Stimulation of the proliferation of human bone cells in vitro by human monocyte products with interleukin-1 activity.
Gowen M., Wood DD., Russell RG.
The process of induction of bone formation, which follows bone resorption during normal and pathological bone turnover, is well documented. However, the mechanisms responsible for this process are unclear. Mononuclear phagocytes present at the sites of bone remodeling could play a role in this "coupling" of bone formation to bone resorption. This study was designed to investigate such a possibility. By measuring both the increase in [3H]thymidine incorporation and in cell number, we found that human monocytes in culture released factors capable of stimulating the proliferation of osteoblast-like cells derived from human bone. Rapidly dividing cells exhibited a greater response to interleukin 1 (IL-1) than confluent cells.
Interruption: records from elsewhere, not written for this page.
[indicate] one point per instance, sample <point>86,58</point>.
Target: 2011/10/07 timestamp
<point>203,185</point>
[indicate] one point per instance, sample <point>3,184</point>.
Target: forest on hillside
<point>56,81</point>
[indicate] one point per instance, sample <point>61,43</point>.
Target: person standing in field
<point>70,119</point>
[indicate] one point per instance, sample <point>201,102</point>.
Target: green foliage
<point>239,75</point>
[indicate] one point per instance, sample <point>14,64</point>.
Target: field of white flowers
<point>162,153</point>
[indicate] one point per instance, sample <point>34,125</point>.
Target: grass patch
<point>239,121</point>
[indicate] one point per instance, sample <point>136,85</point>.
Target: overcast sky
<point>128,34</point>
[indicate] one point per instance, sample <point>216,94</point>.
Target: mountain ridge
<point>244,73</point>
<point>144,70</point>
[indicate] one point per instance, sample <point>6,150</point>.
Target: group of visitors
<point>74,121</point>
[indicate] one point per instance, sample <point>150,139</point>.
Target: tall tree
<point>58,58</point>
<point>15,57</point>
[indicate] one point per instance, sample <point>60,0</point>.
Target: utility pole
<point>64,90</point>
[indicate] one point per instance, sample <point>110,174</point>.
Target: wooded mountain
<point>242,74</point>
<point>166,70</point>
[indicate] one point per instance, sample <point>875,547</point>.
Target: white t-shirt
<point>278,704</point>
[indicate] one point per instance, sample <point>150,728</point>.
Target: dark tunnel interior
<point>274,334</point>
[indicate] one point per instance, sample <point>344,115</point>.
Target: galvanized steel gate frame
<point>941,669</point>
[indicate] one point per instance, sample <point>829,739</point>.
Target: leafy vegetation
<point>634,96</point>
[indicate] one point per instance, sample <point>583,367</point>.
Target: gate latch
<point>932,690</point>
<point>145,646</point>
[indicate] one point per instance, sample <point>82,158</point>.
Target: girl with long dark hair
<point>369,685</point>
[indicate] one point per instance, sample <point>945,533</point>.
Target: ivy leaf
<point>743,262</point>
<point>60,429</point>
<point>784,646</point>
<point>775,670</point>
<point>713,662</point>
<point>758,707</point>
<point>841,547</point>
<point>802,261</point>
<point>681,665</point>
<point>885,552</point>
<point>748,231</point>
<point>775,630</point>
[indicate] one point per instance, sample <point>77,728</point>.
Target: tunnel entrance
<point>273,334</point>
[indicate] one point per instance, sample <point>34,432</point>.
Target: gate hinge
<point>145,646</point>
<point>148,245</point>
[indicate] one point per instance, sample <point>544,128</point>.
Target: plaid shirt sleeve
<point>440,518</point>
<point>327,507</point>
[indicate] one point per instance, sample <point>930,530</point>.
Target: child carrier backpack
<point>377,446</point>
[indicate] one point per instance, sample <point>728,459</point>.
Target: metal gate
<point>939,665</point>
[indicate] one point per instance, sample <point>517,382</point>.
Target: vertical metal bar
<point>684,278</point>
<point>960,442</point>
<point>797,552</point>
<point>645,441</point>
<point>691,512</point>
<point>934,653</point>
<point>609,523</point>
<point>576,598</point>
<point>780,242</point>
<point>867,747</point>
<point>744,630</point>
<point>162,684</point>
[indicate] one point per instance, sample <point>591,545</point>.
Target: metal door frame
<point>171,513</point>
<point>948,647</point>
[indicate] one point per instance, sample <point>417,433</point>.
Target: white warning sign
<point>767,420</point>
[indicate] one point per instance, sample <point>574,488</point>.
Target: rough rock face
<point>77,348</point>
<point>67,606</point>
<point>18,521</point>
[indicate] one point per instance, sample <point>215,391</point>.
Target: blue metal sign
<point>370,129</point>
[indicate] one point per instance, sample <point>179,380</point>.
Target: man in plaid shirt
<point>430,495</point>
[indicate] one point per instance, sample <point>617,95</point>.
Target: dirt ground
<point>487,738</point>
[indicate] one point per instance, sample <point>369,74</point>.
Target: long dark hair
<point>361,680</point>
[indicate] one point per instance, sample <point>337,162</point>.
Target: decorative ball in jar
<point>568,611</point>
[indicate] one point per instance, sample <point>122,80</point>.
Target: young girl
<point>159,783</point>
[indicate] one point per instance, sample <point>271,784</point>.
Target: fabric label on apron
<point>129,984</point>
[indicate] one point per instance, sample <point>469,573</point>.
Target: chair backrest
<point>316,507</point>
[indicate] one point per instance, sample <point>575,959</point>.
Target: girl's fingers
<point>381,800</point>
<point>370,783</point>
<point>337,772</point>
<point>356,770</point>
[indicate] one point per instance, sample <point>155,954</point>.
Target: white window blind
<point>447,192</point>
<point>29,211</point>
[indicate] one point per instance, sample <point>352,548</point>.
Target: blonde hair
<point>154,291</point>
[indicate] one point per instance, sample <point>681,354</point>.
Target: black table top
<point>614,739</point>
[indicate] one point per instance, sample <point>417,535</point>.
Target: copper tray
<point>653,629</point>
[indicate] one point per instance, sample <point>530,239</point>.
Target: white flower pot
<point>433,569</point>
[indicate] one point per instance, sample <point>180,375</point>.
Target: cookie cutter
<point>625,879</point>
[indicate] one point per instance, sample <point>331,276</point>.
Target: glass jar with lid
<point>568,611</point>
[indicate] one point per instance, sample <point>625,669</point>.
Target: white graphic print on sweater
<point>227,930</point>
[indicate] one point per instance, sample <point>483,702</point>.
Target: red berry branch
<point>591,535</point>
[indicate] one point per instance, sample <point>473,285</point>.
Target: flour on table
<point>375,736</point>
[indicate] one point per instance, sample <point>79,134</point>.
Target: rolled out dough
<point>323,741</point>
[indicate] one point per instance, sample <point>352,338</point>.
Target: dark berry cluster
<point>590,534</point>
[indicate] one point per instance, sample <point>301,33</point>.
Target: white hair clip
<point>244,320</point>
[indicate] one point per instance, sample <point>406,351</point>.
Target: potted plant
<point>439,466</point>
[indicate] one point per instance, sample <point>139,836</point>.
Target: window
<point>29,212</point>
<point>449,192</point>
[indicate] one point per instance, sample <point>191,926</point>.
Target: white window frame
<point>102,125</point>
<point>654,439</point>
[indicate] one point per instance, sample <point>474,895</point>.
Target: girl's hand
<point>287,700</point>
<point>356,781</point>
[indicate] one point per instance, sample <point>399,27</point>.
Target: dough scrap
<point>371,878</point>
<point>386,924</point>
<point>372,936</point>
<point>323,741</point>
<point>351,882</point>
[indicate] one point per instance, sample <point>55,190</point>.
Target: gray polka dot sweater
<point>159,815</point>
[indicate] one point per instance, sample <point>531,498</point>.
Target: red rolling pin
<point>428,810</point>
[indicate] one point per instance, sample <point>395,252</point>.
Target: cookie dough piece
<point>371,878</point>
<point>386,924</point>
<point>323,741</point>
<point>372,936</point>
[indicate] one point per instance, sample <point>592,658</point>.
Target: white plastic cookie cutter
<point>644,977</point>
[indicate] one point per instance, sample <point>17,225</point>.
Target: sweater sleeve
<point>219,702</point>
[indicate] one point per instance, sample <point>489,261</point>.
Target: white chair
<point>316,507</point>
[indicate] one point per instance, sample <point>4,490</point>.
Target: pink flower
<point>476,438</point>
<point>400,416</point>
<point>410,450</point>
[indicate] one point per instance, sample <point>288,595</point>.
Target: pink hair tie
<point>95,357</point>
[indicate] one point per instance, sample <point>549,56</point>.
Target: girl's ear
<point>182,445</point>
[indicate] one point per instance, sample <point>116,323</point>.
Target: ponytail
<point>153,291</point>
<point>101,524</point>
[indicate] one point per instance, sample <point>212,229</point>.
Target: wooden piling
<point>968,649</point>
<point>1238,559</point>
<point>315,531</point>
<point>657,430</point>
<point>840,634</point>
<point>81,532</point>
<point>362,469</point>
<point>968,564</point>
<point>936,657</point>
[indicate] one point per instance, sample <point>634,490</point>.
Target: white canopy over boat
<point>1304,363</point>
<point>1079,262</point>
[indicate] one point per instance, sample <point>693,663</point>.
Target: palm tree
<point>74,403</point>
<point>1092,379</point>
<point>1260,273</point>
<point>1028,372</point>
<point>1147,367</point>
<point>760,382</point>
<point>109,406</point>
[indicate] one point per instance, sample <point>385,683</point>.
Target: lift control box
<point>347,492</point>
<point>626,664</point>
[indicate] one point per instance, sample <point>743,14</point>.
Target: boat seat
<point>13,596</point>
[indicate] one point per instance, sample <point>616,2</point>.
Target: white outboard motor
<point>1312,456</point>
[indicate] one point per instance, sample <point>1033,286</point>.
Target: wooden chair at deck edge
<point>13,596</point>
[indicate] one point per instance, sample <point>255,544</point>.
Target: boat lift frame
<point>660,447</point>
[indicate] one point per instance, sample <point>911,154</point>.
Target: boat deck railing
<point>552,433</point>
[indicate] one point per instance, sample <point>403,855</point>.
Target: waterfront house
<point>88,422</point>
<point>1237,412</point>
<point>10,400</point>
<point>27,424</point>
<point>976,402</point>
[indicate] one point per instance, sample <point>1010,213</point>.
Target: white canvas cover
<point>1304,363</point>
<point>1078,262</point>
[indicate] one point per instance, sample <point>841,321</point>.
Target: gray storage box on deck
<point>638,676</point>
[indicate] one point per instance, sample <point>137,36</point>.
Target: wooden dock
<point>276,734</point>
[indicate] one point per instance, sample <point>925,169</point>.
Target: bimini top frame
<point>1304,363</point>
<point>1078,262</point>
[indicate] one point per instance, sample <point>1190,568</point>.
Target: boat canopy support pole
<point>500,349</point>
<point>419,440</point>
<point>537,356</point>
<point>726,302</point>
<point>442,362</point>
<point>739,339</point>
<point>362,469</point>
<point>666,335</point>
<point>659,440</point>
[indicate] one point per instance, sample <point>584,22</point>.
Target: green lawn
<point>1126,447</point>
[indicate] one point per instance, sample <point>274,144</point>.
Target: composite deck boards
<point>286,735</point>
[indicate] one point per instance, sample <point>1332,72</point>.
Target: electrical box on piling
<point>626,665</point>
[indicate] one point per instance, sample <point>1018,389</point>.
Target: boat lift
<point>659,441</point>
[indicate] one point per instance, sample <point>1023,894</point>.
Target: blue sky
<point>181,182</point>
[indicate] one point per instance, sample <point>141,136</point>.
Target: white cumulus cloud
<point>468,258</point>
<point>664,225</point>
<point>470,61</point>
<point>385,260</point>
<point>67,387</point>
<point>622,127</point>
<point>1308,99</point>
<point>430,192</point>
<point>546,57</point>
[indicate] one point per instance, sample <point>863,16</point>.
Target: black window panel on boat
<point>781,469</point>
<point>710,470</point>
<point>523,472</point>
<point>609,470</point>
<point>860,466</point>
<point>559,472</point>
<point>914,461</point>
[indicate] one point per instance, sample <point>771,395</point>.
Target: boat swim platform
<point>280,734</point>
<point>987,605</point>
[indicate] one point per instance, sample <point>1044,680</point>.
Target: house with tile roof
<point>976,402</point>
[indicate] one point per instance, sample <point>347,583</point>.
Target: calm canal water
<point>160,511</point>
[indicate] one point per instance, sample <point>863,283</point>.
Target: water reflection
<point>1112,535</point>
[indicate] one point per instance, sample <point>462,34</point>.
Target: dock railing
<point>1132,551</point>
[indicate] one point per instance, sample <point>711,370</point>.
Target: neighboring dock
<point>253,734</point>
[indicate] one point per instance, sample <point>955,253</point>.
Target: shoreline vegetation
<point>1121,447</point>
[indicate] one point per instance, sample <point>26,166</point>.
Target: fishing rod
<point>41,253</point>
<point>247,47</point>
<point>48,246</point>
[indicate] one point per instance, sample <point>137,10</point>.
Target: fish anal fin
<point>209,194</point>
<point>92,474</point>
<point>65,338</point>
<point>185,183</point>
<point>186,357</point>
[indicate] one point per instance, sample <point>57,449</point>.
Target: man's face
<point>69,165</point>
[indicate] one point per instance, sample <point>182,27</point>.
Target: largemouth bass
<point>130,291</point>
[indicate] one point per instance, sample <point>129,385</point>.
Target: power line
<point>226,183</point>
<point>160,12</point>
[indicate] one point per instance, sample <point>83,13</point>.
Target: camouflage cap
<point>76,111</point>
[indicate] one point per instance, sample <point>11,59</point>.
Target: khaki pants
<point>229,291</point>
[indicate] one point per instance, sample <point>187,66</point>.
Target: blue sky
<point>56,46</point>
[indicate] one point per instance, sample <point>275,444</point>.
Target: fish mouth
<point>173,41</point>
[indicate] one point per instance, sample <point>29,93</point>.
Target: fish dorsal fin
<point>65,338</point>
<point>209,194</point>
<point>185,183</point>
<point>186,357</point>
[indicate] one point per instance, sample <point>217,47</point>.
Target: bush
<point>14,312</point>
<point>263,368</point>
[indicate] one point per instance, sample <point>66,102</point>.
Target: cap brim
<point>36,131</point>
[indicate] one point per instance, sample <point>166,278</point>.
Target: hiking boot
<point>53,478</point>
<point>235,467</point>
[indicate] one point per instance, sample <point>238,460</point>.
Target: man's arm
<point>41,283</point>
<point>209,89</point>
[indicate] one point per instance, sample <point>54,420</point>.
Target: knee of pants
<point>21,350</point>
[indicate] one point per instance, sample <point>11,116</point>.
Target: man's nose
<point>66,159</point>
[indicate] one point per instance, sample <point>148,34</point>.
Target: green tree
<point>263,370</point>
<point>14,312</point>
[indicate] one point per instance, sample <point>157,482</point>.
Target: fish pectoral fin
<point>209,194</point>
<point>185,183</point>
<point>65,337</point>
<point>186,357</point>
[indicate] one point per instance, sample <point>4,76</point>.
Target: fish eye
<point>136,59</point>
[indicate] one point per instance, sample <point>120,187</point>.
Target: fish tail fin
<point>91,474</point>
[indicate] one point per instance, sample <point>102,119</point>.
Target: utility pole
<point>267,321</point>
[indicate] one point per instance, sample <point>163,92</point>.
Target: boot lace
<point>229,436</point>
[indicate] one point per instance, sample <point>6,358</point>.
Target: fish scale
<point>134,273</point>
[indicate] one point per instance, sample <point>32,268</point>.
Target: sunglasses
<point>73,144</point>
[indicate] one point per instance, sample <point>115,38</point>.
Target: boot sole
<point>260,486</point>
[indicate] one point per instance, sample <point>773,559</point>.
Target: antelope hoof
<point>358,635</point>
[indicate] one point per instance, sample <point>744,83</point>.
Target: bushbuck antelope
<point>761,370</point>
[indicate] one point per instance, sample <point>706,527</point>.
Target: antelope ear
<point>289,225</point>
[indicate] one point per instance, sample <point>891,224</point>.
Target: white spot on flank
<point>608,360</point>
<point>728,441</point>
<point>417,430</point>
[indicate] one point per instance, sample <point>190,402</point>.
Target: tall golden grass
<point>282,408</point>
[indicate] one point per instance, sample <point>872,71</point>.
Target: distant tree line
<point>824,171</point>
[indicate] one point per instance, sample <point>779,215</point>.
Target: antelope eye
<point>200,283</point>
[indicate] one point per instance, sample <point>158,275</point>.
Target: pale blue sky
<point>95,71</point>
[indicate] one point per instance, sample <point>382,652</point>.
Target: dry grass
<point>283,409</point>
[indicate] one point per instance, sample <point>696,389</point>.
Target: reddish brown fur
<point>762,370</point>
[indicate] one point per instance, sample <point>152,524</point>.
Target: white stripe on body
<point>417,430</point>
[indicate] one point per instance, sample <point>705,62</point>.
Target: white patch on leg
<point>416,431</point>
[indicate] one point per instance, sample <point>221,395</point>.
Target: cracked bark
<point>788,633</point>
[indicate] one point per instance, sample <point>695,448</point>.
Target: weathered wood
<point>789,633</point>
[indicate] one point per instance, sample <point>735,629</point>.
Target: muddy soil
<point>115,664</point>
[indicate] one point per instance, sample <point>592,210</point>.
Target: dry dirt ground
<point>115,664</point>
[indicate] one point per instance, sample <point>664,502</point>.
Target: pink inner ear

The factors are similar to IL-1 in that they exhibited the same molecular weight and isoelectric point, were present in fractions that contained IL-1 activity after gel filtration chromatography and isoelectric focusing, and showed similar dose-response characteristics. Proliferation was more marked when prostaglandin production by the cells, which was also stimulated by these factors, was inhibited by indomethacin. A factor produced by monocytes that affects osteoblast activity may be important in the coupling of osteoclast and osteoblast actions.